SANTO DOMINGO.-Der Geschäftsführer des Nationalen Instituts für Transit und Landverkehr (Intrant), Hugo Beras, beantragte gestern, Donnerstag, bei Präsident Luis Abinader unbezahlten Urlaub aufgrund neuer Informationen über den Prozess der Einführung des Ampelsystems im Großraum Santo Domingo.

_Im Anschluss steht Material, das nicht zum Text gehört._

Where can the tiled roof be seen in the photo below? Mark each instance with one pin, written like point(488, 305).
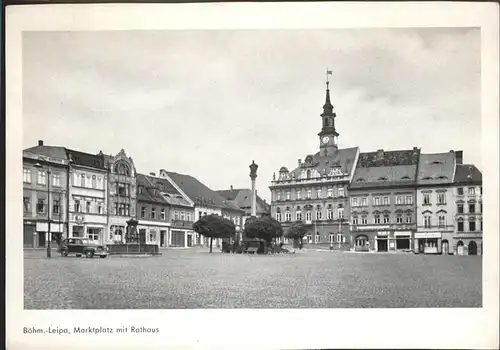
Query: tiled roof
point(436, 168)
point(468, 173)
point(384, 176)
point(86, 159)
point(344, 158)
point(200, 194)
point(49, 151)
point(243, 199)
point(159, 190)
point(388, 158)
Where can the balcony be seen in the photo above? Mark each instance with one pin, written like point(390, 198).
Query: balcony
point(182, 223)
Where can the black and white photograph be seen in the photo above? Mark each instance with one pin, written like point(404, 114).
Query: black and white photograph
point(250, 169)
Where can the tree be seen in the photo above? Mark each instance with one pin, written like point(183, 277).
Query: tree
point(265, 228)
point(296, 232)
point(214, 226)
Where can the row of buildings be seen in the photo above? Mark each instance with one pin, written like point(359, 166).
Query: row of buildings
point(382, 200)
point(69, 193)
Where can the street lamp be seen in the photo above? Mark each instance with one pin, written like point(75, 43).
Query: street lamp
point(49, 238)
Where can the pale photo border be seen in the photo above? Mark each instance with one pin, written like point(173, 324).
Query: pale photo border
point(247, 328)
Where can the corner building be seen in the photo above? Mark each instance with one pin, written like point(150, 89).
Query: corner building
point(315, 193)
point(382, 196)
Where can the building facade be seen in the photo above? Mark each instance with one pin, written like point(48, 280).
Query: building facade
point(122, 194)
point(87, 196)
point(435, 205)
point(467, 198)
point(45, 188)
point(315, 193)
point(242, 198)
point(382, 195)
point(164, 212)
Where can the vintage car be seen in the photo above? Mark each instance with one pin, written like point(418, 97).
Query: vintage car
point(82, 246)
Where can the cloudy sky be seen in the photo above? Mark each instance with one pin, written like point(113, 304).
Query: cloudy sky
point(207, 103)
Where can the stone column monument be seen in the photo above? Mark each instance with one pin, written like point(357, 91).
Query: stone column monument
point(253, 176)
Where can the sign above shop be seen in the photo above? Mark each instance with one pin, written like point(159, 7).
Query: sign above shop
point(370, 228)
point(427, 234)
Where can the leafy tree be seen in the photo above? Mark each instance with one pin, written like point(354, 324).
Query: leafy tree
point(265, 228)
point(214, 226)
point(297, 232)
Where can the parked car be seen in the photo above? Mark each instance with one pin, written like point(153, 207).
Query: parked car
point(82, 246)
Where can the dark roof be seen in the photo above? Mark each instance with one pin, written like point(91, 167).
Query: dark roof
point(86, 159)
point(468, 173)
point(388, 158)
point(343, 159)
point(436, 168)
point(49, 151)
point(199, 193)
point(158, 190)
point(242, 198)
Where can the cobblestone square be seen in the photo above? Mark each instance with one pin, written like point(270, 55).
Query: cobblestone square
point(193, 278)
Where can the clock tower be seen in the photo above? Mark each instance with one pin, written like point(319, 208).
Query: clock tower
point(328, 136)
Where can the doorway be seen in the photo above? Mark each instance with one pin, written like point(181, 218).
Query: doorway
point(382, 245)
point(445, 247)
point(460, 248)
point(162, 238)
point(41, 239)
point(472, 248)
point(142, 236)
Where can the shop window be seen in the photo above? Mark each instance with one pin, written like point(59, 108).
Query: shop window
point(441, 221)
point(318, 215)
point(427, 199)
point(441, 198)
point(40, 206)
point(27, 175)
point(472, 224)
point(427, 221)
point(329, 214)
point(55, 207)
point(42, 178)
point(386, 218)
point(409, 200)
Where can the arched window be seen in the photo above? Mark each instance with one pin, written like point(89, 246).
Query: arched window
point(122, 168)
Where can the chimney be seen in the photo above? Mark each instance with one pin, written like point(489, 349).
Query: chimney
point(459, 157)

Beras erklärte: „Die jüngsten Informationen aus den Medien veranlassen mich, mich auf die Seite der Generaldirektion für Einkauf und Verträge zu stellen, um diesen gesamten Untersuchungsprozess zu erleichtern. Daher habe ich beschlossen, unbezahlten Urlaub zu nehmen und habe den Präsidenten der Republik, Luis Abinader, darüber informiert.“.
Die Generaldirektion für öffentliches Beschaffungswesen (DGCP) hat den zwischen Intrant und Transcore Latam, SRL, geschlossenen Vertrag über die Verbesserung der Verkehrsleitzentrale und des Ampelnetzes von Groß-Santo Domingo in Höhe von 1.317 Millionen 350 Tausend 997 RD$ ausgesetzt.
Die Entscheidung ist in der Resolution RIC-156-2023 vom 27. Oktober enthalten und argumentiert, dass sie Beweise für Unregelmäßigkeiten im für solche Zwecke durchgeführten Bieterverfahren gefunden habe.
In einer gestern veröffentlichten Erklärung bekräftigte Beras, dass Intrant „auf alle Bedenken und Anfragen der DGCP bezüglich dieses Prozesses eingegangen ist“, und fügte hinzu: „Ich appelliere an die Öffentlichkeit, dass, falls meine Verwaltung in diesem gesamten Prozess ausgenutzt wurde, dies aufgeklärt und die notwendigen Maßnahmen ergriffen werden sollten.“.
Er berichtete, dass er vor dem Lizenzantrag ein Dokument an die Generaldirektion für öffentliches Beschaffungswesen (DGCP) übermittelt habe, in dem er beantragte, den Antrag auf Änderung der Vorsichtsmaßnahmen, der am 3. November 2023 bei derselben Stelle eingereicht worden war, für ungültig zu erklären.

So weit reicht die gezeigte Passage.